Q: How should European companies account for removal purchases under CSRD reporting? A: Under the European Sustainability Reporting Standards (ESRS) E1, companies must separately disclose carbon credits used, including type, certification standard, and permanence classification. Removal credits cannot be netted against reported emissions in the core GHG inventory. Companies should report gross emissions and disclose removal purchases as a supplementary climate action. The CRCF certification will provide the recognized quality standard for reported removals.
Q: What contract terms should buyers negotiate to protect against delivery risk? A: Key protective terms include: milestone-based payment schedules tied to construction and operational benchmarks rather than upfront lump sums; delivery guarantees with financial penalties for shortfalls exceeding agreed tolerances (typically 10-15%); right to substitute credits from alternative verified sources if the contracted supplier fails to deliver; annual verification requirements using independent third-party assessors; and termination rights if delivery delays exceed specified periods (typically 18-24 months beyond contracted dates).
Q: Are nature-based removals still relevant in a market shifting toward engineered approaches?
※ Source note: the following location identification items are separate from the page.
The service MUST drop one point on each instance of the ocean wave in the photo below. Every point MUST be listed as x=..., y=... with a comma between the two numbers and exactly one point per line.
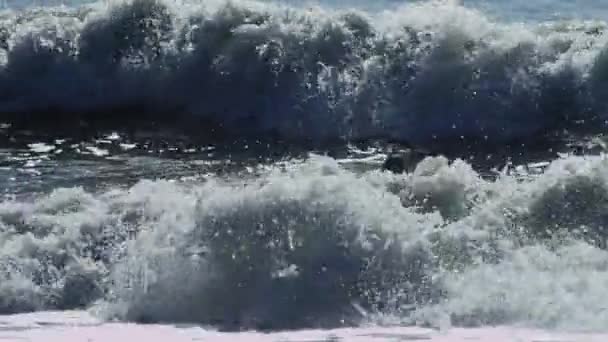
x=315, y=245
x=424, y=72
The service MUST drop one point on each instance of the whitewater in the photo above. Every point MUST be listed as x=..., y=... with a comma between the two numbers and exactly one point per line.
x=212, y=170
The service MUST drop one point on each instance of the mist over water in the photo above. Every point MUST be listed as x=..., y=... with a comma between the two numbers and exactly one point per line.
x=141, y=230
x=424, y=72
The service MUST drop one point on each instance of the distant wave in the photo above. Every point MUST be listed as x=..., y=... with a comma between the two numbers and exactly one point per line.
x=425, y=72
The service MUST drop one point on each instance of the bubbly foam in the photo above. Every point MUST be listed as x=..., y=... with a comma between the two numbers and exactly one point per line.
x=315, y=244
x=423, y=72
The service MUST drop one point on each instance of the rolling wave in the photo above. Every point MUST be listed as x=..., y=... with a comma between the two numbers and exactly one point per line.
x=315, y=245
x=426, y=72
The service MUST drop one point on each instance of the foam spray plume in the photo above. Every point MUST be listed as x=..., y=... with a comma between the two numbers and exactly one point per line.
x=303, y=74
x=310, y=243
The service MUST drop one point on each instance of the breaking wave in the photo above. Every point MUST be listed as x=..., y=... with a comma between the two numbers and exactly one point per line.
x=315, y=245
x=424, y=72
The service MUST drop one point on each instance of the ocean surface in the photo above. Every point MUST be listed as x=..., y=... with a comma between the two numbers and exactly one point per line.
x=207, y=169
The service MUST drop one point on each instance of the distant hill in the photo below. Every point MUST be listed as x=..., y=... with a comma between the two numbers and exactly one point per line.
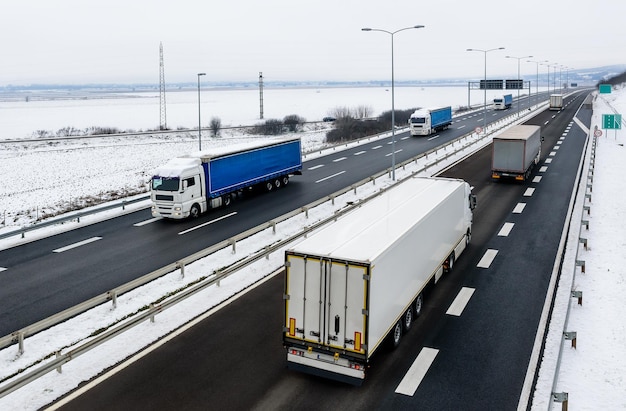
x=582, y=77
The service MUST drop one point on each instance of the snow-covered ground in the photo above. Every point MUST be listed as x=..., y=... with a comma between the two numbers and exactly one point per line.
x=593, y=374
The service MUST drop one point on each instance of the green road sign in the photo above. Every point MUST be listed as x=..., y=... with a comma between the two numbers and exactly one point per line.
x=612, y=121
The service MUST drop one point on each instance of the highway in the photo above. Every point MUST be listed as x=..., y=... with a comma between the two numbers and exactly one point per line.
x=47, y=276
x=234, y=358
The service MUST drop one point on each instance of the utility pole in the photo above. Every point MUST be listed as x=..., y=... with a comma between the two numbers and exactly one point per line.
x=163, y=122
x=261, y=95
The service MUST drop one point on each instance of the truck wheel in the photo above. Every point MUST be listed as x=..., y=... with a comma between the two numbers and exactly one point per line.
x=396, y=334
x=449, y=265
x=407, y=319
x=418, y=305
x=195, y=211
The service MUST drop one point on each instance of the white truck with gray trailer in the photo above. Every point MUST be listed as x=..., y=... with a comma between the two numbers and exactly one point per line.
x=515, y=152
x=360, y=280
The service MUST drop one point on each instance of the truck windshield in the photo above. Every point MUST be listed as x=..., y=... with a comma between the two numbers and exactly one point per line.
x=165, y=183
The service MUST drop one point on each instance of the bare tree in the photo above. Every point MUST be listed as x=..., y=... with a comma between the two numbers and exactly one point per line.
x=215, y=125
x=363, y=111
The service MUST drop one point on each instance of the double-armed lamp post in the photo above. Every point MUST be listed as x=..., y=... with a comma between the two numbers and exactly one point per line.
x=393, y=115
x=485, y=85
x=518, y=76
x=199, y=122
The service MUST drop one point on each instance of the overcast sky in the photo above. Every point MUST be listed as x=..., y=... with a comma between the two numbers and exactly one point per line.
x=115, y=41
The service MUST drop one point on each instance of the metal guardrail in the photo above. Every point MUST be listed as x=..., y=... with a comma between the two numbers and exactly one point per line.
x=130, y=321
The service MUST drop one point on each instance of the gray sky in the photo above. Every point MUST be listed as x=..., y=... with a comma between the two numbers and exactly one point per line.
x=115, y=41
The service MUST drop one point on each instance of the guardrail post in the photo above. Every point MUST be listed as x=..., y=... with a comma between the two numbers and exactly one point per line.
x=581, y=264
x=585, y=223
x=20, y=342
x=113, y=297
x=562, y=398
x=59, y=369
x=570, y=335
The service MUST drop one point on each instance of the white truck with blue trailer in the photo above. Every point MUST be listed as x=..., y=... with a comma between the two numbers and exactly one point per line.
x=360, y=280
x=426, y=121
x=190, y=185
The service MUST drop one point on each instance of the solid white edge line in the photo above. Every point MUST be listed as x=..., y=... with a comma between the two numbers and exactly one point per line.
x=146, y=222
x=416, y=373
x=519, y=208
x=207, y=223
x=331, y=176
x=506, y=230
x=75, y=245
x=487, y=259
x=460, y=302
A: Nature-based removals remain relevant for near-term procurement but face increasing scrutiny on permanence and additionality. Afforestation and reforestation projects offer removals at $15-50 per tonne but with permanence limited to decades rather than centuries. Under the EU CRCF, these are classified as "temporary" storage with shorter crediting periods and re-verification requirements. Buyers increasingly treat nature-based removals as a complementary portfolio component rather than a primary procurement pathway.
Q: How does the EU CRCF affect procurement strategies for non-EU companies? A: Non-EU companies selling into or operating within European markets face indirect exposure through supply chain disclosure requirements under CSRD and the Carbon Border Adjustment Mechanism (CBAM). Procurement of CRCF-certified removals positions non-EU companies to demonstrate climate action credibility to European customers, investors, and regulators. As CRCF becomes the de facto quality standard in Europe, non-EU buyers benefit from aligning procurement criteria with its methodology even without direct compliance obligations.
Sources
- CDR.fyi. (2025). State of Carbon Dioxide Removal: 2025 Market Dashboard. Available at: https://www.cdr.fyi/
- European Commission. (2024). Regulation on an EU Carbon Removal Certification Framework. Brussels: Official Journal of the European Union.
- International Sustainability Standards Board. (2025). IFRS S2 Implementation Guidance: Carbon Credits and Removal Accounting. London: IFRS Foundation.
- Frontier Climate. (2025). 2025 Annual Report: Advance Market Commitment Progress and Portfolio Update. San Francisco: Frontier.
- CarbonPlan. (2025). CDR Verification Framework: Methodology and Assessment Results. San Francisco: CarbonPlan.
- National Academies of Sciences, Engineering, and Medicine. (2025). A Research Strategy for Ocean Carbon Dioxide Removal and Sequestration. Washington, DC: The National Academies Press.
- Science Based Targets initiative. (2025). Corporate Net-Zero Standard v2.0: Guidance on Carbon Removals. London: SBTi.